Weekly Roundup

Two reviews! Two books started, one finished and one continued! A new short story review section! Four movie thoughts! I’ve also rearranged things in the post to hopefully flow better, given the new features recently added. Read on to find out more.

This Week’s Posts:

Tuesday: Book Review: The Once and Future Witches – Such a great book, highly recommend.

Thursday: Book Review: The Second Rebel – A step down from The First Sister, but worth reading for that final act.

This Week’s Reading:

This week I’ve continued reading Cryptonomicon by Neal Stephenson. As predicted, this book is taking me quite some time to read. It’s a lot more satirical than I was expecting, which saves it from being overly dry. Overall I’m enjoying it, or else I wouldn’t have read over 500 pages of it so far!

I picked up The Bone Ship’s Wake by R.J. Barker. I love the way he writes this series, but I’m gearing myself up for some emotional devastation. I’ll dive into this one more deeply once I’ve finished Cryptonomicon.

Finally I picked up and finished Level Up Or Die by Apollos Thorne. It’s a litrpg where the protagonist gets kidnapped to a hidden underworld and shown how to level up and use magic. It’s daft, and not amazingly written, but it does the litrpg feedback reward cycle pretty well, so I burned through it quite fast.

I may or may not be doing some SPFBO reading also.

The Slow Read Through The Big Book Of Modern Fantasy

This is a new feature! I was recently gifted The Big Book of Modern Fantasy, edited by Ann and Jeff VamderMeer.
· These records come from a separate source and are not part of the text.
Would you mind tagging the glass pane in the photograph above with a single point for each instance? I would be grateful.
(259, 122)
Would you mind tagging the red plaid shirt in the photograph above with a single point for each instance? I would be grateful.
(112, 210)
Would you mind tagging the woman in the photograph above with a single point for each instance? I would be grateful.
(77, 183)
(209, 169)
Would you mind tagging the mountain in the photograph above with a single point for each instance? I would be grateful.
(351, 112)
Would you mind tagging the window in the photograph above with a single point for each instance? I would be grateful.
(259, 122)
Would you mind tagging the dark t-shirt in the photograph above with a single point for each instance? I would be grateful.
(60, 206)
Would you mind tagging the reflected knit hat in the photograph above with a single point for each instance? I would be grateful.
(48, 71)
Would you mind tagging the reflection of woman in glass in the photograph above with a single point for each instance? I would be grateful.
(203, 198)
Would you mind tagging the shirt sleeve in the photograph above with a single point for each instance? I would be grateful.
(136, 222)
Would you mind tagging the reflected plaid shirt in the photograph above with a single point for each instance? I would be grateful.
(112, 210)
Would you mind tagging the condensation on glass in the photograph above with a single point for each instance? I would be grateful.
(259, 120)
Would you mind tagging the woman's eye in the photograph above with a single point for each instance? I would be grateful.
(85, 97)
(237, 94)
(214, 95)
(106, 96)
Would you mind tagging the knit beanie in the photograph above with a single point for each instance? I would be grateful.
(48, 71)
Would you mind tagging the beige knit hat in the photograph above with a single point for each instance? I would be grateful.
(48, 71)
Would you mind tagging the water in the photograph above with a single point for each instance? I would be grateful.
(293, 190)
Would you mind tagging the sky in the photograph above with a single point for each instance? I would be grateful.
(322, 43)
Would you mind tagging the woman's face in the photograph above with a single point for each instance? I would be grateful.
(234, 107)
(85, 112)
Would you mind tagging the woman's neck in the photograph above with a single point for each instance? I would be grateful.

It is very long, so I’m going to attempt to read and review at least a short story a week, in the hopes of finishing it by the end of next year!

Ten Rounds With Grandfather Clock by Maurice Richardson: An absurdist tale about a dwarf ‘surrealist boxer’ called Engelbrect who enters a boxing match with a grandfather clock, this was pretty short and kind of amusing. The prose is whip sharp, but I didn’t get all that much from the story. 3.5/5

Movie Thoughts:

The Paw Patrol Movie (cinema): Saw this one with the kids, both 5yo and 2yo were captivated for the entire runtime. The big screen and higher production values makes certain perilous scenes more intense, which might be a consideration for some kids. There’s a few bits in there that adults might get a kick out of, but it pretty much just feels like an extra long episode of Paw Patrol.

Free Guy (cinema): Ryan Reynolds plays lovable moron Guy, an ai character in a GTA style video game who starts straying from his prescribed path. It’s a ridiculous premise that does best when it’s being leant into, tongue in cheek. Honestly though, I laughed a lot more at The Suicide Squad than I did this movie. There are some action scenes that are pretty entertaining, but the lack of stakes in most of them can be a little undermining. I think they did about as well as could be expected with a concept that doesn’t make a whole lot of sense, which makes for a fine movie to turn your brain off for.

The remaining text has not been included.